Errors
Alexandru Maftei’s Hello, How Are You? (Buna! Ce faci?, 2010)

Alexandru Maftei’s Hello, How Are You? is a comedy of errors. Gaby and Gaby are unhappily married, so they look for love elsewhere, on the net, only to discover that the person they fall in love with in the chat-room is the same person they are married to. But in Maftei’s comedy, the resolution of the “error” does not lead to marriage. When the masks fall at the end of the film, the couple divorces. “After so long grief, such festivity!”, Adriana proclaims at the end of The Comedy of Errors. Where Shakespeare’s characters could find relief in reconciliation, the pair in Maftei’s comedy is left alone. The resolution of the “error” produces shame instead of blissful puzzlement. They are unable to rejoice from the mistakes they share.

At the beginning of the film Gaby and Gaby are at the bottom of their self-esteem. He was once a piano virtuoso, and she an aspiring psychology student. But fate (marriage?) asked for compromise, and arranged things so that she ended up working in a laundry and he in the seat next to the artist, as the invisible man turning the pages. With little left to love about themselves, they have a hard time loving the other. However they prefer to live in a status quo – at once too polite to really hate the loved one, and showing enough courage to poke at him/her when necessary. “I don’t really feel like sleeping with you” is as tough as it gets, but these statements of uncertainty, still allude to a desire not entirely lost.

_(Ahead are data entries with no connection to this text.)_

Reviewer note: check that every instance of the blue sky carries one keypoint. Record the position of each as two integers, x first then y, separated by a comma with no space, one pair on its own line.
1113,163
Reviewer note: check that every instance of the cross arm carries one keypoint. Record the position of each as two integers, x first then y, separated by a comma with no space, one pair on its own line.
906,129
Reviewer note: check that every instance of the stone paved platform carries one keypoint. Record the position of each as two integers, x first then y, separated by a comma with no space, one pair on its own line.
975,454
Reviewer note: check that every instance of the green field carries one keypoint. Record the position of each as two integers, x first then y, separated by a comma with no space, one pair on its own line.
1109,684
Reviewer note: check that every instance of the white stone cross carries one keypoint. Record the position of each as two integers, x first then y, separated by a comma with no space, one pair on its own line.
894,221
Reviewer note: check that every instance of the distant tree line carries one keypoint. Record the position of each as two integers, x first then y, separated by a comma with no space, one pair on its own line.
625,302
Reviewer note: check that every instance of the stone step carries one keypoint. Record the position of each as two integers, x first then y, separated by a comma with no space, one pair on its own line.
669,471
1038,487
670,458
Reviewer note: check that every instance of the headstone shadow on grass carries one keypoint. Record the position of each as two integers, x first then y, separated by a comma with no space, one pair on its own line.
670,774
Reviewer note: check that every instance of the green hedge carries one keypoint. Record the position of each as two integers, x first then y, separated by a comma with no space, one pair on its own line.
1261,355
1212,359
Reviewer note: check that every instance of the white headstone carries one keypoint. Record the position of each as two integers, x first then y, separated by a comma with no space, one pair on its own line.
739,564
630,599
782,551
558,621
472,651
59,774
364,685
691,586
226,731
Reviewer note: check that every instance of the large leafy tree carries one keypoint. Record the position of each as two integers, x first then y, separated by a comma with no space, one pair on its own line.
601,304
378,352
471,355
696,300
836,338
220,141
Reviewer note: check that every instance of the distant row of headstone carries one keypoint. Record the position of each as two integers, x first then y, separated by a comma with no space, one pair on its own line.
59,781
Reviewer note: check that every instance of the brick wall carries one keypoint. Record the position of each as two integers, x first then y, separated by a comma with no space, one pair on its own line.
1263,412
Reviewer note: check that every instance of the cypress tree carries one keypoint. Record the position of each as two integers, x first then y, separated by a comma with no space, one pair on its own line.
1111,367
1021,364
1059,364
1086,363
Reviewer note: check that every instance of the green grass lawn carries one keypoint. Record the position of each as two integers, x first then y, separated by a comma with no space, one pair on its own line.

And indeed, Gaby and Gaby are passionate about the unknown lovers they found on the net. Being in love makes all the difference. All of a sudden, they feel desired, which in return has an impact on their love life at home. If they didn’t care much about the other’s life in the beginning of the film, they are now more attentive, at times even jealous of not knowing everything about each other. But when the question, “are you in love with someone else?” is finally asked, they are both too afraid to tell the truth.

Gaby and Gaby also have a teenage son, who, unlike them, is proud of having numerous affairs at once. If his parent’s conflict is one of sexual liberation, his is one of constraint. His most heroic action is thus, when he abandons a bunch of lusty girls on his eighteenth birthday and makes a phone call to the class geek. She is not interested in having sex, but enjoys discovering love. For him, she is also the hardest love to get. Here too, his parents are similar, since they leave other opportunities of love aside, a young ballet-dancer and a wealthy man who drives a Porsche, striving instead for something seemingly out of reach. Maftei enjoyably portrays these two storylines, where the parents, but in a less radical way, begin imitating their son, and where the son, comes to play the role of his parents. The courageous step of the parents is obviously when they finally decide to meet.

When they do meet, at the end, it turns out that the question “are you in love with someone else?” was not a lie. On the other hand, they wanted the lie, which makes this adventure yet another failure. Now, as fate betrays the hopes of imagination, reality kicks in, forcing them to accept that they have been separated all the while. They thus divorce, as if this “error” unveiled all the things unsaid. The imagination – the affair on the net – destroys their life, and it seems awkward that they cannot integrate their imaginative love into their relationship. Their son was able to combine his imagination with his real life – being in love and famous. At the end of the film he has a girlfriend, the geek, and wins a competition in school which, as he tells us through his habit of making voice recordings of his thoughts, might be more of a first step than his attempts to star in a porn flick.

Nonetheless, the divorce opens up other possibilities. Gaby closes her laundry store and returns to her academic ambitions. Her ex-husband can suddenly be seen performing music, he plays the triangle in his orchestra. So in the end, the unveiling of the error has a cathartic effect. The film ends with a question: “are you there?” If Gaby and Gaby, are the ones chatting (who else?), then for them too, imagination is finally able to revive their relationship.